'Yeh confused thha, tum ego mein thhi, saala pyaar kissi mein thha hi nahin,' quips Santosh aka Santo (Aparshakti Khurrana) and that perfectly sums up our thoughts while watching Sidharth Malhotra-Parineeti Chopra's 'Jabariya Jodi'.
Set in Uttar Pradesh, Abhay Singh (Sidharth Malhotra) is a 'Baahubali' who conducts 'Pakadwa Vivah' where he kidnaps eligible grooms and gets them married at gunpoint to girls, whose families cannot afford the dowry demanded by the boy's side. His father Hukum Singh (Javed Jaffery) brainwashes him into believing that this 'groom-kidnapping' business is more like a 'samaaj seva'.
When Abhay bumps into his childhood sweetheart Babli Yadav (Parineeti Chopra) at a wedding, their romance is rekindled. However, he develops cold feet when Babli expresses her feelings and expresses her desire for commitment. One event leads to another and Babli decides to get hitched to him in 'Pakadwa Vivah' style.
Director Prashant Singh and writer Sanjeev Jha try to throw some light on the concept of 'forced marriages' in an entertaining way. Instead, the film ends up a confused mess due to lack of some solid writing and cohesive screenplay. While 'Jabariya Jodi' begins with a bang, it ends with a limp. Despite a promising beginning, things take a downfall post interval when the tone of the film shifts gear.

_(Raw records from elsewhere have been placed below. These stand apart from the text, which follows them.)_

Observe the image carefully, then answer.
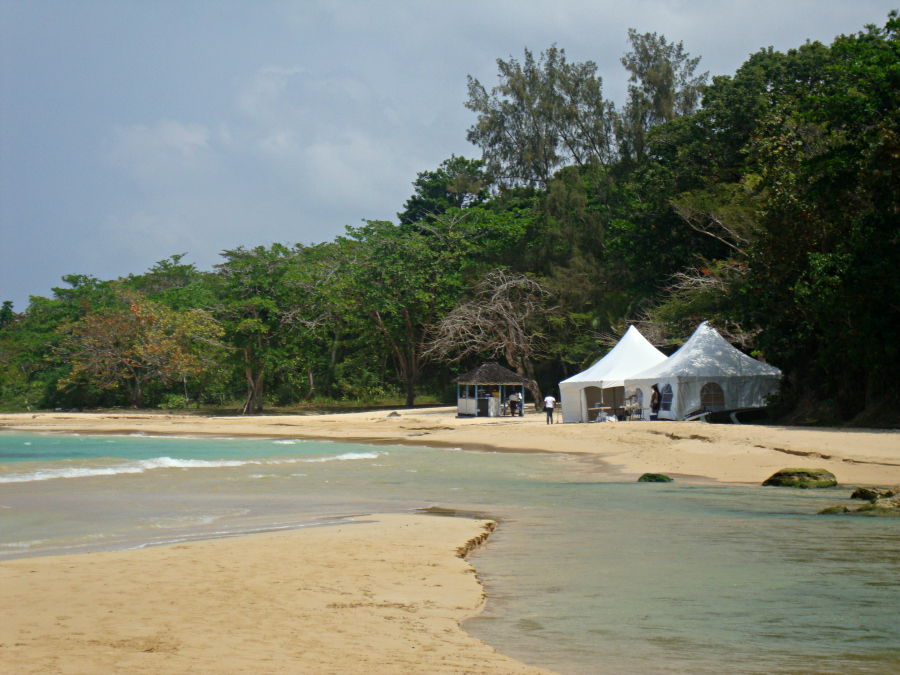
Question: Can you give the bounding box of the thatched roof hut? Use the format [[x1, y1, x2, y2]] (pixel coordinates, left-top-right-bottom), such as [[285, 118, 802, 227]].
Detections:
[[453, 362, 531, 385], [453, 363, 531, 418]]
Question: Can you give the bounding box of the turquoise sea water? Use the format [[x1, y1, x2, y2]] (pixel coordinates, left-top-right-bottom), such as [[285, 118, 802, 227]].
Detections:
[[0, 431, 897, 674]]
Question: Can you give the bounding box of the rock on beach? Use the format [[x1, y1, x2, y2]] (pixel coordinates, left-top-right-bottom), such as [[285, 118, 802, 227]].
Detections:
[[819, 485, 900, 516], [850, 487, 896, 500], [638, 473, 674, 483], [820, 494, 900, 517], [762, 468, 837, 489]]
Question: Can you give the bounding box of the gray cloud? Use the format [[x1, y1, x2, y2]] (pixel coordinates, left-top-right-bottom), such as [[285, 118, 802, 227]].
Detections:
[[2, 0, 896, 308]]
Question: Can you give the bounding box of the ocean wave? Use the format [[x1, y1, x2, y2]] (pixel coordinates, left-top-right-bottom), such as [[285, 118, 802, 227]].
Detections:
[[0, 457, 258, 483], [0, 451, 383, 483], [300, 452, 381, 463]]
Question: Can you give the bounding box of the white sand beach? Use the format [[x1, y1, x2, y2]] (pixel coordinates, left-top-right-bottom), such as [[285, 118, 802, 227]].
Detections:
[[2, 408, 898, 485], [1, 410, 898, 674], [0, 513, 552, 675]]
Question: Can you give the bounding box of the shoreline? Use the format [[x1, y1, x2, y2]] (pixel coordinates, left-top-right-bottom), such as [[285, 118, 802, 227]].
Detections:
[[0, 513, 555, 674], [3, 411, 899, 673], [3, 408, 899, 485]]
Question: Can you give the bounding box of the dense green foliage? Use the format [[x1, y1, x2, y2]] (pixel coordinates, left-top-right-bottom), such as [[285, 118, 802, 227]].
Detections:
[[2, 16, 897, 423]]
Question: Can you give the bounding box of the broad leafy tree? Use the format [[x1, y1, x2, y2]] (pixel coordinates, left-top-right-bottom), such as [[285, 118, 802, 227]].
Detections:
[[398, 155, 492, 225], [337, 208, 529, 407], [58, 293, 223, 407], [212, 244, 312, 414]]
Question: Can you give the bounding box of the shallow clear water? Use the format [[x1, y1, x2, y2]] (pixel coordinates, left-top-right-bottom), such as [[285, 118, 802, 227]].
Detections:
[[464, 484, 900, 675], [0, 431, 897, 674]]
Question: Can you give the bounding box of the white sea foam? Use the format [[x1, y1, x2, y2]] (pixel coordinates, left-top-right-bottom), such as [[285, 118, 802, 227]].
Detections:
[[0, 457, 258, 483], [0, 539, 46, 549], [301, 452, 380, 463], [149, 513, 222, 529], [0, 450, 383, 483]]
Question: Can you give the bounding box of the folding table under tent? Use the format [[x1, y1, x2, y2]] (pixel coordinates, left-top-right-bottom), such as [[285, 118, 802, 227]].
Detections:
[[625, 321, 782, 421], [559, 325, 668, 423]]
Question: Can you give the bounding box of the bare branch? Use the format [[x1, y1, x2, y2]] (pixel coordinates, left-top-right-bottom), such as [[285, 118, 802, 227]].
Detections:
[[424, 269, 557, 368]]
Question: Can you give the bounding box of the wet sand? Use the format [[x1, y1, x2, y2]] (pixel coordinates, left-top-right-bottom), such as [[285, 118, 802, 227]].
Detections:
[[2, 408, 899, 485]]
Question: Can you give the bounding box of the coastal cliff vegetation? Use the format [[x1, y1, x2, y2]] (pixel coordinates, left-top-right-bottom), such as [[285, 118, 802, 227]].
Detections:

Speaking about the performances, Sidharth Malhotra's efforts to play a Bihari guy shows some hints of spark. However, the lad still has a long way to go when it comes to internalising his characters.

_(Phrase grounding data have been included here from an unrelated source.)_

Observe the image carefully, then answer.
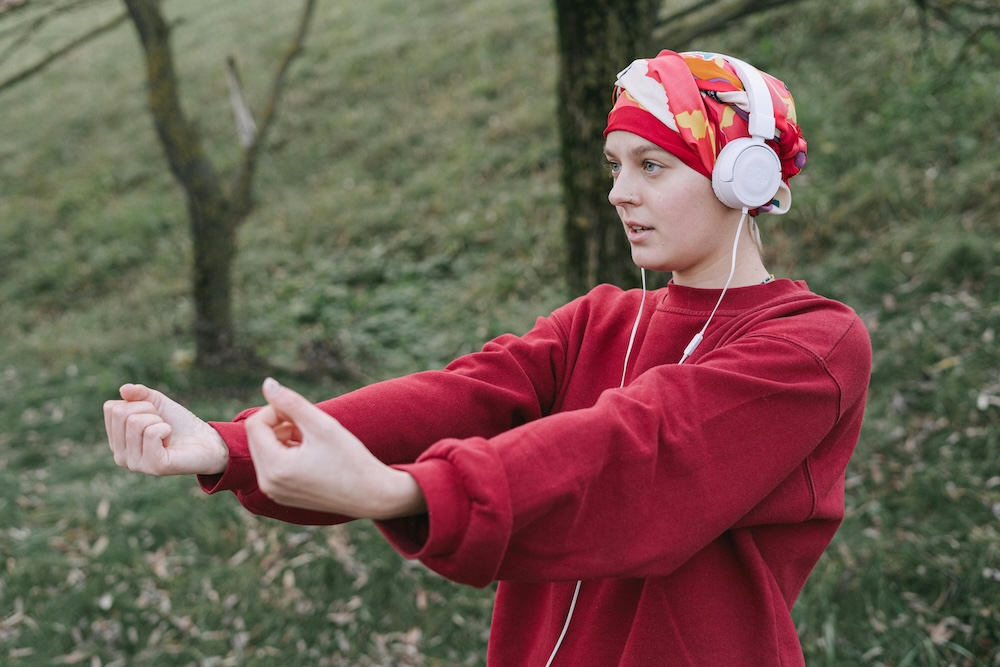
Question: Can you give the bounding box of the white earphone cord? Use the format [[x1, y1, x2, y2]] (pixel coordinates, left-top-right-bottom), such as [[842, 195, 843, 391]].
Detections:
[[544, 210, 746, 666], [619, 267, 647, 386], [545, 268, 646, 667], [678, 208, 748, 364]]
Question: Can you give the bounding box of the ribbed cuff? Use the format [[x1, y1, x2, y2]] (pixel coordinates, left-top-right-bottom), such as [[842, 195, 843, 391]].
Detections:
[[197, 420, 256, 494], [376, 458, 470, 558]]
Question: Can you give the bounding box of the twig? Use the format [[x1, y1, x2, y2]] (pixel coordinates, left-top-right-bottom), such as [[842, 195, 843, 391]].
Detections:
[[0, 7, 126, 95], [226, 55, 257, 148], [657, 0, 721, 27], [654, 0, 804, 47], [253, 0, 316, 146], [0, 9, 47, 68], [228, 0, 316, 212]]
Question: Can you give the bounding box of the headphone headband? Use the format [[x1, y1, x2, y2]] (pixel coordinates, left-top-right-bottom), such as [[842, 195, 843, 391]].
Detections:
[[721, 56, 776, 143]]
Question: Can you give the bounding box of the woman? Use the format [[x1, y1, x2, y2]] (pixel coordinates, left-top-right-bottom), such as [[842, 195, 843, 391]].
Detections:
[[105, 50, 871, 665]]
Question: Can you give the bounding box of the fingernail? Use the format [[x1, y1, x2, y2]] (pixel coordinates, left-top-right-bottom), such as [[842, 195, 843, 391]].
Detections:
[[263, 377, 282, 398]]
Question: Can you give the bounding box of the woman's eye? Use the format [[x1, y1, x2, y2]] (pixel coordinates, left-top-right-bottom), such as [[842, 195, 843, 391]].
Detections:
[[642, 161, 661, 174], [606, 161, 621, 177]]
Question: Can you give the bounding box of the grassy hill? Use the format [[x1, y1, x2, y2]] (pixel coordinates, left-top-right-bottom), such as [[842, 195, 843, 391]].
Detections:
[[0, 0, 997, 664]]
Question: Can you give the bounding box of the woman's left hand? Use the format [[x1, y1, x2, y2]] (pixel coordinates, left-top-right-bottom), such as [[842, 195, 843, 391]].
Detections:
[[245, 378, 426, 519]]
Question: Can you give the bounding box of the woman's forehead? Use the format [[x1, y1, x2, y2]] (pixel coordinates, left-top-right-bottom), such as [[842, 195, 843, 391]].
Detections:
[[604, 131, 673, 157]]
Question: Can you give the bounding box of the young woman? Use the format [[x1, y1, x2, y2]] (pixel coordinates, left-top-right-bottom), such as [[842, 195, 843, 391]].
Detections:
[[105, 50, 871, 665]]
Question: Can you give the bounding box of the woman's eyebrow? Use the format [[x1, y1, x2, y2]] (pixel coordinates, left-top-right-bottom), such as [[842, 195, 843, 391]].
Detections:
[[603, 143, 671, 159]]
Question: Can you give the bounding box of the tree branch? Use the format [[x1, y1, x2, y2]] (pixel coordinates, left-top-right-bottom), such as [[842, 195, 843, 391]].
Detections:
[[0, 7, 126, 94], [228, 0, 316, 215], [0, 8, 48, 69], [0, 0, 112, 52], [225, 55, 257, 148], [255, 0, 316, 143], [913, 0, 999, 69], [0, 0, 30, 16], [654, 0, 804, 48], [657, 0, 721, 27]]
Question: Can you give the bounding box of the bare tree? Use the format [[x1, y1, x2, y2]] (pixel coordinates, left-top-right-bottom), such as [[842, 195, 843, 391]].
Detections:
[[1, 0, 316, 368], [123, 0, 316, 368]]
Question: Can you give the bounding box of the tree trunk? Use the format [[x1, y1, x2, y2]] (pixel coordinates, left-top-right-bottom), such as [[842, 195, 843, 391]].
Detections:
[[554, 0, 661, 295], [189, 198, 239, 368], [123, 0, 237, 367]]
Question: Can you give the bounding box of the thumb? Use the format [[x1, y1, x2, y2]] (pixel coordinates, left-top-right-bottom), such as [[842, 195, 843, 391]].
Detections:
[[261, 378, 325, 431], [120, 383, 171, 410], [119, 383, 152, 402]]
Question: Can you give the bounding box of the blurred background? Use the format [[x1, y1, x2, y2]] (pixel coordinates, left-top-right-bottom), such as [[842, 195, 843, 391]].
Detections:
[[0, 0, 997, 664]]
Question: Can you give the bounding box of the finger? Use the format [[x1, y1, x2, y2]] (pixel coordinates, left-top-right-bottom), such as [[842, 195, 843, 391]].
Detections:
[[110, 409, 152, 468], [245, 405, 293, 497], [272, 421, 302, 446], [124, 412, 164, 471], [140, 421, 173, 474], [108, 385, 154, 449], [119, 383, 150, 401], [109, 413, 128, 467], [246, 403, 282, 431], [245, 405, 283, 461], [104, 399, 124, 449], [121, 383, 177, 416], [107, 400, 158, 456], [261, 378, 333, 434], [104, 397, 149, 449]]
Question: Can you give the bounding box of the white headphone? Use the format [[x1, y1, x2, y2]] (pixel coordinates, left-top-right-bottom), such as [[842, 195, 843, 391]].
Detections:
[[710, 56, 782, 211]]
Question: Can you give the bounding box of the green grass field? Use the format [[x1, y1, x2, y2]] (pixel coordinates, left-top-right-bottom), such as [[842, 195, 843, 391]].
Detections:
[[1, 0, 998, 664]]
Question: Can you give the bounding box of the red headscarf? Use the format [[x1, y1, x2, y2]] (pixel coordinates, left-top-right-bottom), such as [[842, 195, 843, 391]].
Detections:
[[604, 50, 807, 215]]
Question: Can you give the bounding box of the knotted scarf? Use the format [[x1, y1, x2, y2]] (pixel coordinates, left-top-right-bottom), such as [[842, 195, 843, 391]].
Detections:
[[604, 50, 807, 215]]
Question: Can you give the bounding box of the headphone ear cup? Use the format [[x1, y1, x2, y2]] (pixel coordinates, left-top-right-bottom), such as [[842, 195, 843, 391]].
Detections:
[[712, 138, 783, 210]]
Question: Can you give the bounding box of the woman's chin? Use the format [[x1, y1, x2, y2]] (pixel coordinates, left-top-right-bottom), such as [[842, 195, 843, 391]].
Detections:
[[630, 252, 669, 274]]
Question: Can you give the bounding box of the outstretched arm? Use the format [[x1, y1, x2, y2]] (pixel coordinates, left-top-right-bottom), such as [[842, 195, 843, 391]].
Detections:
[[197, 311, 576, 523]]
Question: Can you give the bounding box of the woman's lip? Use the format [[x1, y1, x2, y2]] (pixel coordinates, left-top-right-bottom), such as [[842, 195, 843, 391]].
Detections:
[[624, 222, 654, 242], [623, 219, 652, 230]]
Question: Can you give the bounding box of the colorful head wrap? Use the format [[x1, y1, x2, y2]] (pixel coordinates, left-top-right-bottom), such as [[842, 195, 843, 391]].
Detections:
[[604, 50, 807, 215]]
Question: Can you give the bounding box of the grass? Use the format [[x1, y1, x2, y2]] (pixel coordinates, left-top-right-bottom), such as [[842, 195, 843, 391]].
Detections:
[[1, 0, 998, 664]]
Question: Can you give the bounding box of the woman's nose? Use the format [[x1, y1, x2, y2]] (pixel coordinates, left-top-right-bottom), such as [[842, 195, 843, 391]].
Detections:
[[608, 178, 636, 207]]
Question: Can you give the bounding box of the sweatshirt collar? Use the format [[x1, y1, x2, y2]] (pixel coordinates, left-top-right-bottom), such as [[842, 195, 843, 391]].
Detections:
[[659, 278, 804, 314]]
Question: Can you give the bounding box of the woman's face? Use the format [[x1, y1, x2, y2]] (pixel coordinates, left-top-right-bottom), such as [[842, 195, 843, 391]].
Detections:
[[604, 130, 741, 286]]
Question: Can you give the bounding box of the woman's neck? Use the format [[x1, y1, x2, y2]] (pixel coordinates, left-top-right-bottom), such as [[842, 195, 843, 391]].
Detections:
[[672, 246, 770, 289]]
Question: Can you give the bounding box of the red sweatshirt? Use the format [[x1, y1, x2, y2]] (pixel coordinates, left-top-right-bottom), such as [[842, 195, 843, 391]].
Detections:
[[200, 279, 871, 666]]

Parineeti Chopra is spunky in her role. However, her fiesty act in the first half reduces to a sobbing mess post interval. Her garish, OTT outfits make her look like a misfit in the film. While Sidharth-Parineeti were a total riot in 'Hasee Toh Phasee', here in 'Jabariya Jodi', their chemistry lacks the fizz.
Aparshakti Khurrana repeats his sidekick once again in this film and manages to evoke a few laughs. Pankaj Mishra and Neeraj Sood complement each other. Javed Jaffery's poker-faced humour works for the film.
Vishal Sinha's cinematography works fine. Ritesh Soni's editing scissors could have trimmed the film by several minutes. Barring 'Khadke Glassy', none of the songs linger long to make their way to your music playlist.
Sidharth Malhotra-Parineeti Chopra's game of 'uthhan-uthaayi' deserved a better story-telling. The makers failed to strike a balance between a light-hearted comedy and a socially-relevant subject and instead, present a messy fare to you. I am going with 2.5 stars.